My understanding is fragment insertion is only for unaligned region, but not sure if it's right? Does fragemnt insertion mean de novo building only for unaligned region.
In my case, there isn't any unaligned region, does that mean rosettaCM will not do any torsion space fragment insertion?
3)For Cartesian space template segment recombination, if I only have one template, how this recombination happened?
4) Last question is how rosettaCM can help to bump out of weird minima in general?
Thanks again and best wishes,
How are you setting up rosettaCM?
are you using the python script? if you are I believe it runs the rosetta application "partial_thread" for you. it makes pdb files that have your target sequence on the template pose
We generally describe unrefined pdb files that have just had their sequence mutated to fit a sequence alignment as "threaded models", sorry if that is jargon!
> Or should I add more AAs in my regeister?
your alignment looks good! you can make many alignments by shifting the bottom sequence to change the register and adding that as a new alignment! (see below)

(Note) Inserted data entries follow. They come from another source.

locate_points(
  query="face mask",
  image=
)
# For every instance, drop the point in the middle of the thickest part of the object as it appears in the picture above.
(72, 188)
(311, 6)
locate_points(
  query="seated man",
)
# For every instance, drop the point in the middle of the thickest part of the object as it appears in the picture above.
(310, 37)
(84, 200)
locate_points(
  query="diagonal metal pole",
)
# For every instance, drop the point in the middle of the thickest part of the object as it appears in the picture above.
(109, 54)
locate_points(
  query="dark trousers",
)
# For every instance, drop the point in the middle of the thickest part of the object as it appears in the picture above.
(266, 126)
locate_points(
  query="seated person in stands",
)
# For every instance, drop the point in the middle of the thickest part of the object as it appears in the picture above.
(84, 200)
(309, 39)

( i think this is approximately right)
> My understanding is fragment insertion is only for unaligned region, but not sure if it's right?
you are correct but in stage 2 fragment insertion is used to optimize bad geometries so rosettaCM can make more drastic changes than FastRelax
> For Cartesian space template segment recombination, if I only have one template, how this recombination happened?
if there is no other templates this cannot occur
> 4) Last question is how rosettaCM can help to bump out of weird minima in general?
Since the fragment insertion will cause larget perturbations to the the backbone, the minimizer will have more starting points that are further from your initial model. This will allow Rosetta to better minimize into the proper minima in case it gets stuck.